Diagnosis of Cardiac Amyloidosis on Echocardiography Using Artificial Intelligence - PubMed
3 months ago
- #echocardiography
- #artificial intelligence
- #cardiac amyloidosis
- Artificial intelligence (AI) improves diagnosis of cardiac amyloidosis (CA) on echocardiography by addressing imaging overlaps with other hypertrophic phenotypes.
- The study involved 5776 patients (2756 with CA and 3020 controls) from diverse global cohorts including the UK, Taiwan, the US, and Japan.
- AI-derived multiparametric echocardiographic scoring achieved accuracies of 79.5% in the US cohort and 79.7% in the Japanese cohort.
- A deep-learning model demonstrated higher accuracies: 96.2% in internal validation and 95.8% in internal test sets.

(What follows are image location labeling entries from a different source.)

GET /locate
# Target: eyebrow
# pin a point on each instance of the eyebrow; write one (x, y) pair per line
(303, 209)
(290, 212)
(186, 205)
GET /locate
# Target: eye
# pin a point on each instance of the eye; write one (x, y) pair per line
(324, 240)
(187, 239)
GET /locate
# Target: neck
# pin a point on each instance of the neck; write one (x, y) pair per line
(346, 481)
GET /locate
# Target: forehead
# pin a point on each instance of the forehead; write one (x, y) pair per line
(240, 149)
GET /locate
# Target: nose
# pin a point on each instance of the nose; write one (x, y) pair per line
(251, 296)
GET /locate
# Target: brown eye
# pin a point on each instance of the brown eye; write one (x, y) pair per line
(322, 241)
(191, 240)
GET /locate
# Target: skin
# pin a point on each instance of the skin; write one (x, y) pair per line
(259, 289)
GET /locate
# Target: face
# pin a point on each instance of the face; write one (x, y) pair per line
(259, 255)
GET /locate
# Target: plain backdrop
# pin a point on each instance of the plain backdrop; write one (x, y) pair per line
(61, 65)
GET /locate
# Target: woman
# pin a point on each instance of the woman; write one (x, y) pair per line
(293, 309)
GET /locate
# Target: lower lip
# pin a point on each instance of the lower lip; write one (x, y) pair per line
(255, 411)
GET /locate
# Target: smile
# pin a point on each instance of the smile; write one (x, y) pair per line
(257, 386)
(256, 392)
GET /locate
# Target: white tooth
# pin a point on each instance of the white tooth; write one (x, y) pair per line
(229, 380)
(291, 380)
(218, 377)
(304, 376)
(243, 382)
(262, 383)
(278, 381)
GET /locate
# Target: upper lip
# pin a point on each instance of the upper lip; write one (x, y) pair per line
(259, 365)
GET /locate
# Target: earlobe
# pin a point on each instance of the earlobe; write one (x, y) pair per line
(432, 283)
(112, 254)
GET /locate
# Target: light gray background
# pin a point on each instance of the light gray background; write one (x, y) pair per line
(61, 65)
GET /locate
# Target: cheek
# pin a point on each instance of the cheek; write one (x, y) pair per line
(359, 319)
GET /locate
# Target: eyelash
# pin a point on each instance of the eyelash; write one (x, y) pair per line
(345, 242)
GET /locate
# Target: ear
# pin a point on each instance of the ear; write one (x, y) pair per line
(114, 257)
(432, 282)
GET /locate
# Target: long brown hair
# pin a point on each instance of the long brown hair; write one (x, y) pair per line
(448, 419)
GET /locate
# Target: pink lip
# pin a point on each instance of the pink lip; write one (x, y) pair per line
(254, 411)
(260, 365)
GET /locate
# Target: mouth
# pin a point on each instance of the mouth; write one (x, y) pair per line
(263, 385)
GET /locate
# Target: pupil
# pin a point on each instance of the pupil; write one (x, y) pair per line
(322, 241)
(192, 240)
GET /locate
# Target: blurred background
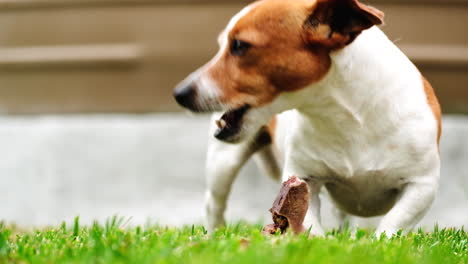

- External validation showed the deep-learning model's accuracies of 87.5% in the US and 88.4% in Japan, outperforming the multiparametric score.
- The deep-learning model effectively discriminated CA from other hypertrophic conditions like hypertension, hypertrophic cardiomyopathy, aortic stenosis, and chronic kidney disease.
- The deep-learning model classified more patients accurately than the AI-derived multiparametric score, with superior diagnostic accuracy (AUC 0.93 vs. 0.88).
- Both AI approaches accurately identify CA in diverse populations, with the deep-learning model offering better performance.